Come si vede, una modalità non difforme da quella di chi colora una tavola a fumetti con gli acquarelli: non stende l'acqua su cui poi agirà il colore su tutta la vignetta, ma solo sulla parte/sulle parti a cui lavora di volta in volta... i visi, il cielo, un vestito, un oggetto... e solo quando il colore steso in quella fase è asciutto passa a bagnare altre parti su cui stendere differenti colori.
L'approccio di pieno controllo sul proprio lavoro, riportato all'attività del singolo autore di fumetti che non si fa aiutare da una "bottega" di assistenti, è quello scelto fin dall'inizio della carriera da Vittorio Giardino che crea nell'intimità dello studio, in solitudine, le sue opere fase dopo fase. Visto il grande successo delle sue opere, non ha mai sentito il bisogno di cambiare, di sperimentare diverse tecniche e tantomeno tecnologie. L'interesse - e lo scopo - dell'autore bolognese è uno solo: raccontare, col linguaggio del fumetto, le storie che gli premono dentro. E come non ha mai rinunciato ad arricchire le sue vignette di tutti i particolari che "sentiva" necessari anche quando per il lettore potevano risultare inutili ("Spesso mi hanno criticato, e a ragione, perché le mie tavole avevano troppa roba dentro. Il che, se anche non disturba, comunque è inutile perché poi tanto nessuno li vede tutti questi oggettini sui tavolini, con il bicchiere, la bottiglia... e si legge anche il nome sull'etichetta! Assolutamente assurdo, è vero. Sono però stato confortato e gratificato nel vedere che quello che ritengo uno dei più grandi artisti del Rinascimento italiano faceva qualcosa di simile. Anche lui realizzava dei dettagli che da mezzo metro, dalle impalcature, tu vedi ma normalmente, coi piedi sul pavimento dell'abside ti sfuggono. Perché diavolo ce li metteva, se nessuno li avrebbe visti? Io credo che ce li abbia messi perché doveva metterceli, per sé stesso"), nello stesso modo non ha mai sentito il bisogno di utilizzare le possibili scorciatoie offerte dalle sopravvenute nuove tecnologie per velocizzare un lavoro la cui inevitabile lentezza, date le modalità, pure lo ha sempre crucciato (ancora dall'intervista: "Essendo molto lento dovrei cercare di non insistere più di tanto su un particolare disegno. Invece poi, pur essendo spesso in ritardo, il tempo me lo prendo lo stesso. Per cui insisto su quel che faccio fino ad arrivare al massimo di cui sono capace").

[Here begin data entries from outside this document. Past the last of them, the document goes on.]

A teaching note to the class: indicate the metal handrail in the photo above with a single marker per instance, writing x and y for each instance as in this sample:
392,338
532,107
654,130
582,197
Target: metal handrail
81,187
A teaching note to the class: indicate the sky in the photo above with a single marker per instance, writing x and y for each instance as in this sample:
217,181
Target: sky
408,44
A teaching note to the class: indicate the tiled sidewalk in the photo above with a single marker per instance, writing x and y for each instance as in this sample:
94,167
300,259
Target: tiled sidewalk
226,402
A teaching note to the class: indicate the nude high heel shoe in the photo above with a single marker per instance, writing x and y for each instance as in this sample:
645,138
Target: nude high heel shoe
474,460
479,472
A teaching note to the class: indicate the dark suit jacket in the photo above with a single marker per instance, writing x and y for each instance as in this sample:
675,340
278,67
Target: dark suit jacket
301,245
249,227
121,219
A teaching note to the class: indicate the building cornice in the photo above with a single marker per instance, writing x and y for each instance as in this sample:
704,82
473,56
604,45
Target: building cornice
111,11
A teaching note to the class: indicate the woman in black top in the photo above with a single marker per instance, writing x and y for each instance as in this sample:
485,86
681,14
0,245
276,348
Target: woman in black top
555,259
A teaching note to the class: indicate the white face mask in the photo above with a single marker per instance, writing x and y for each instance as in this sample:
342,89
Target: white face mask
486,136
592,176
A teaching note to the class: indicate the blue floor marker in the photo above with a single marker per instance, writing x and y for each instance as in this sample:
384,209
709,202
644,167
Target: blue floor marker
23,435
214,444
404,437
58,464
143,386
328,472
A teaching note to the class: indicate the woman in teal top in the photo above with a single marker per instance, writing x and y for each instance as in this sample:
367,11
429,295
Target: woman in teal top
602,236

Anche questo nuovo lavoro è dunque Giardino al cento per cento, che è poi quello che vogliono i suoi lettori, me compreso. Questo non impedisce che davanti a quest'opera realizzata coerentemente "come lui sa ed è abituato a fare" si venga colti dalla sensazione che si tratti della testimonianza, tenace ma in qualche modo malinconica, di un modo di fare arte sequenziale e di un mondo destinati a sparire, di fatto già spariti. Non è l'ultimo soldato giapponese rimasto nella giungla convinto che la guerra continui ancora. Giardino è troppo intelligente per non vedere e sapere cosa sia successo all'editoria fumettistica negli ultimi trent'anni. La sua non è dunque la battaglia di un irriducibile, ma solo l'onestà di restare fedele a sé stesso, finché dura.
Ma veniamo al libro, diviso in due parti che avrebbero anche potuto vivere separatamente.

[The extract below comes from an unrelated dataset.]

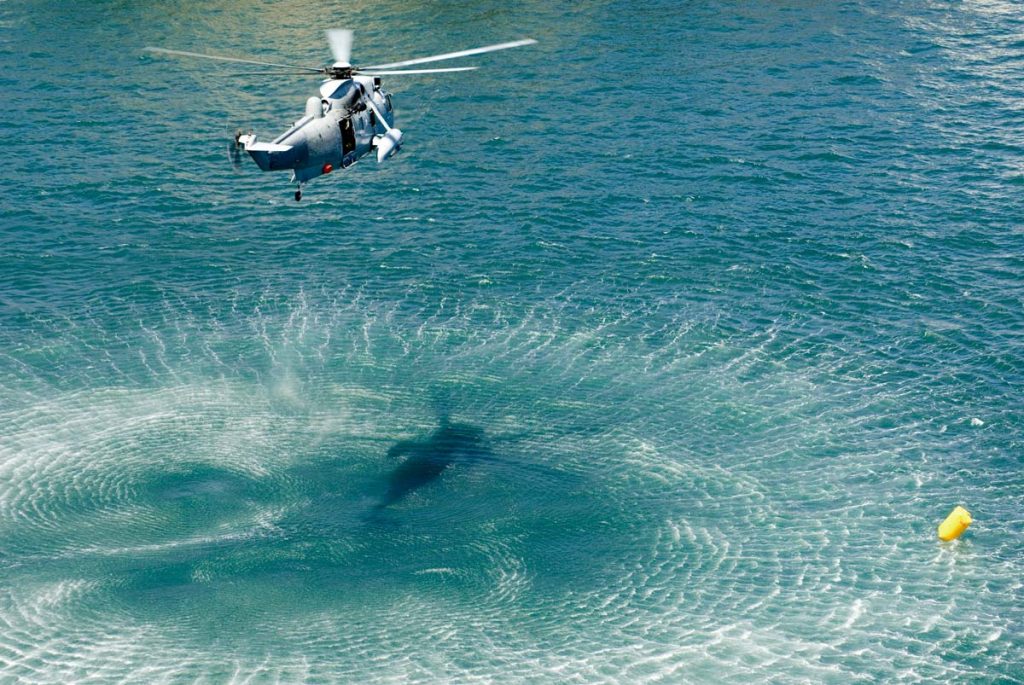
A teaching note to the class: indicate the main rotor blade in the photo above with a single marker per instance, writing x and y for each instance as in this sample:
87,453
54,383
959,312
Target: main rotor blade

Nella prima l'autore costruisce una narrazione drammatica immergendoci nel crescendo di ghettizzazione e criminalizzazione della comunità ebraica nella Vienna del '38. Seguiamo le vicende della famiglia Meyer, sempre più messi alle strette e quando, troppo tardi, si decidono ad abbandonare il Paese, viene loro impedito di farlo. Per loro fortuna sono cugini dei Fridman, e la madre di Max (entriamo così nella seconda parte del volume, quella avventuroso-spionistica) chiede al figlio di trovare il modo di farli uscire dall'Austria nazistizzata. Inizia una lotta sotterranea tra le paranoie di un ufficiale dei servizi segreti locali e il protagonista che, conoscendo i suoi polli, non ha eccessive difficoltà a farsi gioco della macchina repressiva delle camicie brune. Il pathos non manca, la tensione e i colpi di scena neppure.
Nelle 164 tavole della storia, con gli abituali ritmi tra film e romanzo adeguati all'evolversi della vicenda, Giardino ci regala un'altra delle sue perle, pienamente godibile. La scrittura è precisa, il pennino sempre efficace e la colorazione non invadente.
Insomma, il libro merita l'acquisto e la lettura. Nonostante quel sentimento di malinconia che ci lascia dentro.